The prayer seeking to restrain further sale of assets is meant to safe guard them until all issues plaguing the company are dealt with; so will supervised operations of the company account. And with the existence of another account which is not contested by the Respondents, the likelihood of the operations of the company being paralyzed is minimal.
The money in the bank and how it is spent is the subject matter of the suit and so are the remaining assets of the company, their preservation is accordingly imperative otherwise the purpose of the main suit will be lost.
The order of the Registrar for the company to keep on paying salaries is sustained.
Court also finds that the injunction will not dispose of the whole suit as claimed but will pave way for more effective disposal of the main suit as the actions complained of will be restrained until all issues are effectively and finally determined.
No injustice will be occasioned to any of the parties if forensic audit is carried out as they will have a chance to be heard as to the findings thereof during the hearing of the main suit.
As regards the new Board members, the Applicants affidavit indicates that they were inaugurated although it is claimed that the 1st Respondent does not recognize them. The status quo is such that they are the Board members and the Respondents Counsel asserts that any actions of the company have by virtue of the Articles of association to be carried out with approval of the Board. It is therefore only proper that be facilitated to carry out their bounden duties until otherwise legally directed.
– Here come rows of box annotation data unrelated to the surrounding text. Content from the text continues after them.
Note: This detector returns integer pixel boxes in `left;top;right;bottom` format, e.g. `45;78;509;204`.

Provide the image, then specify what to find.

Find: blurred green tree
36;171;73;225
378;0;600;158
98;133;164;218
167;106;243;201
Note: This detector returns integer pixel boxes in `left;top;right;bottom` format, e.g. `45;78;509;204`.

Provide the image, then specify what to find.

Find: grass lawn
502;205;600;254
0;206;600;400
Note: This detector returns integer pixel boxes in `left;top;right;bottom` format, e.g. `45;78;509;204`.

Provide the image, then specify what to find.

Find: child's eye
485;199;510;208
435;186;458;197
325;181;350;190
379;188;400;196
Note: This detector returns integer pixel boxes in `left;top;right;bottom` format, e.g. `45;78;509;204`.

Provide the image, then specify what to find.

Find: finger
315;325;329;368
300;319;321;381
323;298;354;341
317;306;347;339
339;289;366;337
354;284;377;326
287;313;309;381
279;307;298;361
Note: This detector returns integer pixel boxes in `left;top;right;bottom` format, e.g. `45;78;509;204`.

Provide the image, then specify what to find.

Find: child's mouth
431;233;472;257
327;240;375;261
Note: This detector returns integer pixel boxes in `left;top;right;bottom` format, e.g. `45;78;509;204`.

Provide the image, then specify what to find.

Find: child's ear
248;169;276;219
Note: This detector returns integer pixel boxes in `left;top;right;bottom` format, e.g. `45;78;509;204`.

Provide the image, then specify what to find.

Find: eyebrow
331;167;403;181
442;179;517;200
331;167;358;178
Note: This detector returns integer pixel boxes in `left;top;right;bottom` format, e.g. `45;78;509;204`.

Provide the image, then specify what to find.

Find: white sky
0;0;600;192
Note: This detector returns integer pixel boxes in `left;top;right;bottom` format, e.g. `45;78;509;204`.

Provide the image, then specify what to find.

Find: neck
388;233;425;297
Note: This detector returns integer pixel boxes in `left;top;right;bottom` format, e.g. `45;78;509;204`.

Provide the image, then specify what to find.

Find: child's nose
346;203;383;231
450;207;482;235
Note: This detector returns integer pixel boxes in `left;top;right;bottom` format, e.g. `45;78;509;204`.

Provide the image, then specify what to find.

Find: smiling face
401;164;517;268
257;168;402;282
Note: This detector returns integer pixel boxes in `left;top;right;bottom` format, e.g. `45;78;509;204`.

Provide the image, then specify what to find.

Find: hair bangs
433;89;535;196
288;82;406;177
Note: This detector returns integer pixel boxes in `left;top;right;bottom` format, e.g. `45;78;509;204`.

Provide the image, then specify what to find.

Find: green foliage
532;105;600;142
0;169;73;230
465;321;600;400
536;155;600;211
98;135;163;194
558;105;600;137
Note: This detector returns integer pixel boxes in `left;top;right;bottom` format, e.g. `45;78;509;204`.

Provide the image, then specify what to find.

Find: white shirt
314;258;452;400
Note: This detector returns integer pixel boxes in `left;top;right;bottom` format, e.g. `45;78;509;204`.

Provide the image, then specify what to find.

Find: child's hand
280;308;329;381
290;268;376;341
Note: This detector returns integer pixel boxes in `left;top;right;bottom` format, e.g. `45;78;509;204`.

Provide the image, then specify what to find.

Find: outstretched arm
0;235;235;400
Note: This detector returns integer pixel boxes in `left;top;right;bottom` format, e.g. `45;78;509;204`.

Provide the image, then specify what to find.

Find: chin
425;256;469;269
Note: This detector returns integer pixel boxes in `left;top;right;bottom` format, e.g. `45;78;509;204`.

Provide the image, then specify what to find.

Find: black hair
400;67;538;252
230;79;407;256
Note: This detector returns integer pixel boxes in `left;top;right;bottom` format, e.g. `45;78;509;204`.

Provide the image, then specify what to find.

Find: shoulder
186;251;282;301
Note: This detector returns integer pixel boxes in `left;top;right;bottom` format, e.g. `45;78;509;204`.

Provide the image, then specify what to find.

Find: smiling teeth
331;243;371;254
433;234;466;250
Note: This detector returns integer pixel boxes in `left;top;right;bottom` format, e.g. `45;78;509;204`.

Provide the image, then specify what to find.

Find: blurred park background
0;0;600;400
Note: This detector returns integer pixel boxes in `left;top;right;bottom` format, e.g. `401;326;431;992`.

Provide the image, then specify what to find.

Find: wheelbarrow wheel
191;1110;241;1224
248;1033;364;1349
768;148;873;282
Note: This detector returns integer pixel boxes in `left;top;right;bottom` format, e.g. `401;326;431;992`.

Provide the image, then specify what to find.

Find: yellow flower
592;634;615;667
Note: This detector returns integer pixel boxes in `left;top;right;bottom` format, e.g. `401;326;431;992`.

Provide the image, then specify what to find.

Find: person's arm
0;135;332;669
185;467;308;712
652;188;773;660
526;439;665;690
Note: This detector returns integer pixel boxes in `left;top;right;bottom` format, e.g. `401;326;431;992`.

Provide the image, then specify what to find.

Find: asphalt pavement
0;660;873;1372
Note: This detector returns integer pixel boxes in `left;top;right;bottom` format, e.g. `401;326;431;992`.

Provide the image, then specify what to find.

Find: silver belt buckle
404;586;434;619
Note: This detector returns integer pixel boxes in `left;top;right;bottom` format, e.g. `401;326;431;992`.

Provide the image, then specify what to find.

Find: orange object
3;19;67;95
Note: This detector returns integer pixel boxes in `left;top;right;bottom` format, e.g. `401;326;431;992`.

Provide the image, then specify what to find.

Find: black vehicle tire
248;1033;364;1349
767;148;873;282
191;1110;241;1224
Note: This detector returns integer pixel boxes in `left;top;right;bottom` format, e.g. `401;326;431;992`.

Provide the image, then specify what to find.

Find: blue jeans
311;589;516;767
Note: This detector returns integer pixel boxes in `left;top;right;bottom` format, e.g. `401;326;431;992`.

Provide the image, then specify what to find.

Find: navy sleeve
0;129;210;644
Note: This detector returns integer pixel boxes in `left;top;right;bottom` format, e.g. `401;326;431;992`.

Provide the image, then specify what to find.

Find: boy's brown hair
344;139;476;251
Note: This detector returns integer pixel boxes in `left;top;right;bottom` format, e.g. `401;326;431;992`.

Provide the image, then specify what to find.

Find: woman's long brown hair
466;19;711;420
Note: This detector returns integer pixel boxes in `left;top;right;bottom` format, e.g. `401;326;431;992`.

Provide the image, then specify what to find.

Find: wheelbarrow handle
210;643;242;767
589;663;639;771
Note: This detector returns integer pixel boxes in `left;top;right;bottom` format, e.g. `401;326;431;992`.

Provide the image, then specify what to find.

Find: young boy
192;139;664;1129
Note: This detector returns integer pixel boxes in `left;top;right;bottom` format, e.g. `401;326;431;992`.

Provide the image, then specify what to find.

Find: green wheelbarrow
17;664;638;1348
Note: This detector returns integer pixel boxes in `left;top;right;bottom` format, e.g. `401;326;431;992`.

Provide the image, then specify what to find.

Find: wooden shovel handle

The application is accordingly allowed for all those reasons and the following orders are made:
Temporary Injunction to issue:
Restraining the Respondents /Defendants, their agents or any other person deriving title there from, from disposing off the assets of the Third Defendant without approval of the Board.;
Restraining the Respondents/Defendants from withdrawing money from the Third Defendant’s Bank Account with DFCU Bank Account No. 0100350017946, pending review by the new Board.
A forensic audit to be carried out by auditors to be approved by the board.
Costs will abide the outcome of the main suit.
Refer to: 0.41 rr.1, 2 & 5, Civil Procedure Rules; S.33 Judicature Act and S. 98 Civil Procedure Act.